All over the news there are rumours and plans of how we get our children to “catch up” on lost learning. Most of it doesn’t address what children have really lost but how we get children to learn more and bring them up to where the curriculum says they should be in maths, English, science, history etc.

The focus on what children are losing is both damaging and misses the key point of what is really being lost. Generally, people are worrying about children not learning subject knowledge and not being ready for exams. But what about what else is being lost – the friendships under strain, the lack of socialisation, the isolation not just from friends, but also family?

The subjects we teach each have a curriculum designed for normal, non-pandemic times.

What we teach, how much we expect children to learn and understand is set by the government, exam boards and experts in education. It’s something we ask others to decide.

We could just as easily decide to change our expectations, we could ask those in charge to change what’s expected. Learning hasn’t been lost – to lose something you need first to have it – we have simply changed what is being learned and more importantly how. Last weekend on a family Zoom call it was clear my grandchildren had very different experiences. One, in early primary, had regular online live classes where the teacher taught the children in school and online at the same time. Others had a mixture of short live sessions checking in with their teachers and being told what needed to be done. The eldest, in secondary school, had quite a full weekly timetable of live online classes.

None were experiencing a full 25-hour per week curriculum, which is what they were doing pre-pandemic. They all want to get back to school and their parents are keen for this to happen as well. Home schooling isn’t easy. It takes a lot of planning and preparation. Professionals I talk to are hoping that far from teaching being seen as something people do when they can’t get a “proper” job – the tiresome, trite taunt that “those who can do, those who can’t teach” – they will understand that teaching is a skilled and difficult job that requires training, knowledge and understanding beyond simply knowing a few facts.

If you’ve faced problems teaching a few children at home, imagine a class of 30. More worrying for me than the lack of facts being learned is what children are missing growing up in relative isolation from friends, family and society.

A big part of education is socialisation, it’s learning about people – making friends, ending friendships, moving on. It’s learning about tolerance, understanding, resilience and how to deal with complex social interactions. In short, it’s about growing up. For very young children simply knowing and forming attachments to wider family is an issue. A parent may well find that their toddler is like a limpet, reluctant to be left alone and constantly reaching out for one parent.

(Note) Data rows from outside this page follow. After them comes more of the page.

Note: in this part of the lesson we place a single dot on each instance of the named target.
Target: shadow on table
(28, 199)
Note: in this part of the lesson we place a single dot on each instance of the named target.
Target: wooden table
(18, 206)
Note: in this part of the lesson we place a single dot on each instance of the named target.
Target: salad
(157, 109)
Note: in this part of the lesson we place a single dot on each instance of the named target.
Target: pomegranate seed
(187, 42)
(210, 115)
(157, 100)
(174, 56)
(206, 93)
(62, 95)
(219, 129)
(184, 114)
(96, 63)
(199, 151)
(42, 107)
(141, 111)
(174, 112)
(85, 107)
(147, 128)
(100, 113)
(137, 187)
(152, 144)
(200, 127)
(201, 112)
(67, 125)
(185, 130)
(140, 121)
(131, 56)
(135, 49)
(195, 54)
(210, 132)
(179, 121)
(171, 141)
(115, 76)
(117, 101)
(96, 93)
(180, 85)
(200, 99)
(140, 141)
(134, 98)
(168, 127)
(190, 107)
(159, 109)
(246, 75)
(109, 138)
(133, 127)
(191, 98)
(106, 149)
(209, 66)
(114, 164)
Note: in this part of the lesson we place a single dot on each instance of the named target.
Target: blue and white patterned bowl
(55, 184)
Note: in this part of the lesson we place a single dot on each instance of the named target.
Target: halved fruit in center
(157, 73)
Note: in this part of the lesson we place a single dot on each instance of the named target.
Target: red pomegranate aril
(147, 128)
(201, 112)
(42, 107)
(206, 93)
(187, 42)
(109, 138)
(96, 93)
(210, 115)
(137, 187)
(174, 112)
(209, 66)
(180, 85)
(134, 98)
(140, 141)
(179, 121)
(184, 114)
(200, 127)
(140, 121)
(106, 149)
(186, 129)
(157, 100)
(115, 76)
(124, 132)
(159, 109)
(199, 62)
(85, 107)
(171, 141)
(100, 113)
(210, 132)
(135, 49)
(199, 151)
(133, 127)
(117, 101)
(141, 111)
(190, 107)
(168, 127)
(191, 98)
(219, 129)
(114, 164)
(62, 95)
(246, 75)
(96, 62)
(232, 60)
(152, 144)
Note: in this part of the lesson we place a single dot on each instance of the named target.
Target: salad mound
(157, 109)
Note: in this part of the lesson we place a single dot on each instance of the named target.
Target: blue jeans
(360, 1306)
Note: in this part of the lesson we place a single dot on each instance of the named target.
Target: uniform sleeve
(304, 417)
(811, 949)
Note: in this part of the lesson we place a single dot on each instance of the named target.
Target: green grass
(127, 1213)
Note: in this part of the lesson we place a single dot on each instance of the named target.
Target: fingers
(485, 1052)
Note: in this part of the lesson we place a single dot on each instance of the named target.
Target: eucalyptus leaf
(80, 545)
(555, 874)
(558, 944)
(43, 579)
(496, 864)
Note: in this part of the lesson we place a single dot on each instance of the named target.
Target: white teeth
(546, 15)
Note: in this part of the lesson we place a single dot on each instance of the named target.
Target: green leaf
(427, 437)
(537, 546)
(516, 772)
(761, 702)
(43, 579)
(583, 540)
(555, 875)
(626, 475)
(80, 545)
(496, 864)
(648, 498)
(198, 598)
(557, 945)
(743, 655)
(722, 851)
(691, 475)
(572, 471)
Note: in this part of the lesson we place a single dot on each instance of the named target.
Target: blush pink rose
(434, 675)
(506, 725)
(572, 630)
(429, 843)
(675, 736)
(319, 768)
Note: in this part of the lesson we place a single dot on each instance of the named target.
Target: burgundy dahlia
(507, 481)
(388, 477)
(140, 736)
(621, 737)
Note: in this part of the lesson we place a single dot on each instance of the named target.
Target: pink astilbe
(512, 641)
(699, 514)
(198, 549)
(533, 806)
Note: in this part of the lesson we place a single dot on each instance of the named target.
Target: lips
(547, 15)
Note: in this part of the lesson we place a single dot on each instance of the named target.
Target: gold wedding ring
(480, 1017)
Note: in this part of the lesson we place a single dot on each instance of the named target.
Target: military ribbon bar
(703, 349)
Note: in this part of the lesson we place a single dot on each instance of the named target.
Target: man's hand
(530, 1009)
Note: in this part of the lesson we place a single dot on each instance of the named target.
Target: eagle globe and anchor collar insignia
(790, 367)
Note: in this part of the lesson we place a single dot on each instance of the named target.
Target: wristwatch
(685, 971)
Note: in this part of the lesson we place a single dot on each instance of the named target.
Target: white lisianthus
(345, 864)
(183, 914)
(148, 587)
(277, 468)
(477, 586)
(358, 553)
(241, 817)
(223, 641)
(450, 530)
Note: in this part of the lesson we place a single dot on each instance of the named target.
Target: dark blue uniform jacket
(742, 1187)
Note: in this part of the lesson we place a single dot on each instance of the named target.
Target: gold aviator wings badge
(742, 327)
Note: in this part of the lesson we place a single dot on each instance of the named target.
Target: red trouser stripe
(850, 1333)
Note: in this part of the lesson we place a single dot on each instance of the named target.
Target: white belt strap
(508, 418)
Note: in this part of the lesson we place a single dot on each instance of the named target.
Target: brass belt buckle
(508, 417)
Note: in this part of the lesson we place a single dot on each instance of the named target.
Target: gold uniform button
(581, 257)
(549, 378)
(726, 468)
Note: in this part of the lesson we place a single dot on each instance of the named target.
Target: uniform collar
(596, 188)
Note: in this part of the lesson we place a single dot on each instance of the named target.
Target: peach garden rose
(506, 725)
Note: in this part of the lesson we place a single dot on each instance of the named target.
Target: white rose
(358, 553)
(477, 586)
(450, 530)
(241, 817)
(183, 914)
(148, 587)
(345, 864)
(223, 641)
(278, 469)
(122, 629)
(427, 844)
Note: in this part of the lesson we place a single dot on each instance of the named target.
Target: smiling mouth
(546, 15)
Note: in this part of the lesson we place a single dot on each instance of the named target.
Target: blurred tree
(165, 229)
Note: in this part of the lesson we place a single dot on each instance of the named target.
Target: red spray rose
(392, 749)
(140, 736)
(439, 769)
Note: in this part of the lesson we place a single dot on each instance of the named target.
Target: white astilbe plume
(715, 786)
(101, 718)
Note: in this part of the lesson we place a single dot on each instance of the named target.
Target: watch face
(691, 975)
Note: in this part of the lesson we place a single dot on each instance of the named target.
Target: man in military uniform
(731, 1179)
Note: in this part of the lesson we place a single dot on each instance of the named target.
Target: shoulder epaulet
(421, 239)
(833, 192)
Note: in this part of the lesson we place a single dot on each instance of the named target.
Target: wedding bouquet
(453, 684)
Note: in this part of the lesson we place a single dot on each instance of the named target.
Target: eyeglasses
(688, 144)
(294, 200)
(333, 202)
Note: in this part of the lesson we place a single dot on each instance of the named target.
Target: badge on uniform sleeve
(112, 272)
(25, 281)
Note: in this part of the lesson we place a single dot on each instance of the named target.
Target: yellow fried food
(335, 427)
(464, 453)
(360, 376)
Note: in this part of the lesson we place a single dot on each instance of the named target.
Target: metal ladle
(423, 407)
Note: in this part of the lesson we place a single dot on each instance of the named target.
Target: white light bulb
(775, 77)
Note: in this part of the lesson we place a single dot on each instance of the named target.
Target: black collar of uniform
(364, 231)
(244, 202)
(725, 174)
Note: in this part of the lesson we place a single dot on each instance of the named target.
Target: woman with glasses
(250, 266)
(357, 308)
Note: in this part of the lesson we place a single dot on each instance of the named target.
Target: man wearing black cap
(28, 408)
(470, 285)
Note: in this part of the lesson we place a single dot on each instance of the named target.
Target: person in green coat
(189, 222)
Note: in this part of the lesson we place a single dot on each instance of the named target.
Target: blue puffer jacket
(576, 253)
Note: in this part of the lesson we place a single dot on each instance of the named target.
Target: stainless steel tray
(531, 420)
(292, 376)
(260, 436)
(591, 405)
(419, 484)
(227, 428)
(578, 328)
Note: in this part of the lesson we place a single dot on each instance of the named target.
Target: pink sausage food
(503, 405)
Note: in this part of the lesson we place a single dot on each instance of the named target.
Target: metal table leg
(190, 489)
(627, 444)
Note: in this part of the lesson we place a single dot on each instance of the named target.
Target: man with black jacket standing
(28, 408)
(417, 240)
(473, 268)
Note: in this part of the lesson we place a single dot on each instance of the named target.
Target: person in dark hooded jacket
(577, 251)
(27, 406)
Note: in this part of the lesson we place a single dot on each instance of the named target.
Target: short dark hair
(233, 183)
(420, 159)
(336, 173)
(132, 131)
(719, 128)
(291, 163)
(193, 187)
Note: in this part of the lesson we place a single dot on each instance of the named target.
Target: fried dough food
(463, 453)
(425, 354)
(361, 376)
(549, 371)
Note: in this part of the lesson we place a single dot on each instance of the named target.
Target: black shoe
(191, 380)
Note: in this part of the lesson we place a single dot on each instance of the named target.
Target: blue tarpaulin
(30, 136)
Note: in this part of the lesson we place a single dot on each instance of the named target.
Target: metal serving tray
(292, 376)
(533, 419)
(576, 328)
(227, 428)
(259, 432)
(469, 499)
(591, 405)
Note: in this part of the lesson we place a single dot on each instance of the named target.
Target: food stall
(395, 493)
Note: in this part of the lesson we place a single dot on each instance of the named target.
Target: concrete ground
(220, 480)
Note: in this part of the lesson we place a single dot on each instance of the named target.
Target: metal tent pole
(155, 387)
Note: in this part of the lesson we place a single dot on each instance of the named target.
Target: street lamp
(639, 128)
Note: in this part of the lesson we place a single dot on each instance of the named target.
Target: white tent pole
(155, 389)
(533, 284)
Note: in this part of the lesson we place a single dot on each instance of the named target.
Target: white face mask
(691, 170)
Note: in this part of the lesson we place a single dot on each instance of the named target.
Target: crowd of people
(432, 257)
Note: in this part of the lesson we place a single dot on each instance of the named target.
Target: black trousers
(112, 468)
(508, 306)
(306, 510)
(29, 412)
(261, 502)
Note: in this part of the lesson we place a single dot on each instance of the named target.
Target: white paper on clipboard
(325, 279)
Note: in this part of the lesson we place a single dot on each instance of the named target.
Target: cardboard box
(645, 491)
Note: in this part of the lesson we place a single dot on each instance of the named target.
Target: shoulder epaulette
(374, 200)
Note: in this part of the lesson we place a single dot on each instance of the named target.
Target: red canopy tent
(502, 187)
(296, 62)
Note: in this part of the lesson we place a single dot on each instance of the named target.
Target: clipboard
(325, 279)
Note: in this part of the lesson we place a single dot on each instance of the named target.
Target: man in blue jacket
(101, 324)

The role of the wider family, aunts, uncles and especially grandparents is confined to video calls which is better than no contact but still not the same as physically meeting.

As we think about what we need to do as lockdown is eased, I hope that the government do not focus on setting up “cram schools” for children, where the focus is on getting them to fill up on facts. We’ve heard rumours about extending the school day to provide more opportunities for children to engage with learning. Should that happen, I suspect it will become a permanent thing. I mean who would argue that more education is a bad thing? But there are consequences, for example, how would the government fund the extra work needed by teachers or, indeed hire more teachers?

We could shorten the school summer holidays, but again it has a cost implication. And before anyone says teachers earn enough and don’t need extra pay, imagine if someone wanted to extend your working hours but said you would earn the same? Companies that threaten to fire and rehire on that basis have run into major problems.

If we do extend the day or shorten the holidays, it should be to allow children time to engage in artistic, creative and sporting activities that enrich their lives. It should allow them to socialise and recover lost time growing up. If we focus that extra time on learning and memorising facts for exams it will be met with resentment. Constantly saying children have “lost learning” means they’ll grow up believing they are losers, the lost generation. Children have a lifetime to learn, but only one chance to grow up.